In a February 2, 2008, cover story in New Scientist, Jim Giles asked whether political leanings were genetic:
“…Across the land, liberals and conservatives are slugging it out, trying to convince each other that their way of thinking is right. They may be wasting their breath.
“According to an emerging idea, political positions are substantially determined by biology and can be stubbornly resistant to reason. ‘These views are deep-seated and built into our brains. Trying to persuade someone not to be liberal is like trying to persuade someone not to have brown eyes. We have to rethink persuasion,’ says John Alford, a political scientist at Rice University in Houston, Texas.
“Evidence to support this idea is growing. For example, twin studies suggest that opinions on a long list of issues, from religion in schools to nuclear power and gay rights, have a substantial genetic component. The decision to vote rather than stay at home on election day may also be linked to genes. Neuroscientists have also got in on the act, showing that liberals and conservatives have different patterns of brain activity.”
The article goes on to tie genetics to political views through the mechanisms by which genetics influence the formation of basic personality types, which are highly heritable. These, in turn, seem to be readily correlated with modern American political party preferences. (The genetic linkage is not limited to Americans, but other nations express the linkage to policy through different political institutions unique to their cultures.)
According to an existing and well-respected personality model, five basic personality axes can be defined: conscientiousness, openness, extroversion, agreeableness and neuroticism. The latter two seem to have little to do with political orientation, but the other three axes do show strong differences between Liberals and Conservatives.
Conscientious people are defined as being organized, self-disciplined, and responsible, and likely to follow rules. Conscientious people tend to favor conservative political positions and oppose liberal positions.
Open people are defined as anticipating new experiences, seeing change as presenting opportunities rather than problems, and as envisioning the possibilities of the world that might be. Open people tend to favor liberal positions and oppose conservative positions.
Extroverted people are quick to self-disclose, process information out loud and like to be seen as being busy. Extroverted people also tend to favor liberal positions and oppose conservative ones.
Now, no psychological model can reproduce the complexity of a human being, and the article itself is filled with qualifications and limitations of the various research studies involved.

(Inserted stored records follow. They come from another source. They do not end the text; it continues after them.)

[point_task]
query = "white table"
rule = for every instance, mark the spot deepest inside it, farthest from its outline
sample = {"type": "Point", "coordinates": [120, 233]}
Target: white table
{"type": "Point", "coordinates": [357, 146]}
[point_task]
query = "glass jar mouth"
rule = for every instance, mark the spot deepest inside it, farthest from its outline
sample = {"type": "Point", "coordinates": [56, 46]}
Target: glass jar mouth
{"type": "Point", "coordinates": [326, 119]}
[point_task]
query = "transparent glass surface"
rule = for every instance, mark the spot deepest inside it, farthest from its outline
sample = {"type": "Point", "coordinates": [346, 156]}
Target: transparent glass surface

But it ends with a quote that I find very relevant to discussions we’ve been having on Mormon Matters:
“So the guy at the bar [blog] may never agree with you, but perhaps realizing that can be liberating. ‘We spend a lot of energy getting upset with the other side,’ says Alford. ‘We often think our opponents are misinformed or stubborn. Accepting that people are born with some of their views changes that’, Alford points out. ‘Come to terms with these differences, and you can spend the energy now wasted on persuasion on figuring out ways of accommodating both points of view.”
In fact, perhaps God (and/or evolution, if you prefer) designed humanity that way quite intentionally – with separate preferences imparting resistance for society to various “spiritual diseases”. After all, different strains of wheat protect the field from the emergence of a new fungus.
Perhaps, rather than either liberals or conservatives being right or meeting in a middle ground, we actually need to preserve each other to hear truth.
Do we, as spoken of in Genesis and Ether, metaphorically speak to each other with “confounded languages” that prevent communication before it even begins? And do we also need to pray that our languages “be not confounded”?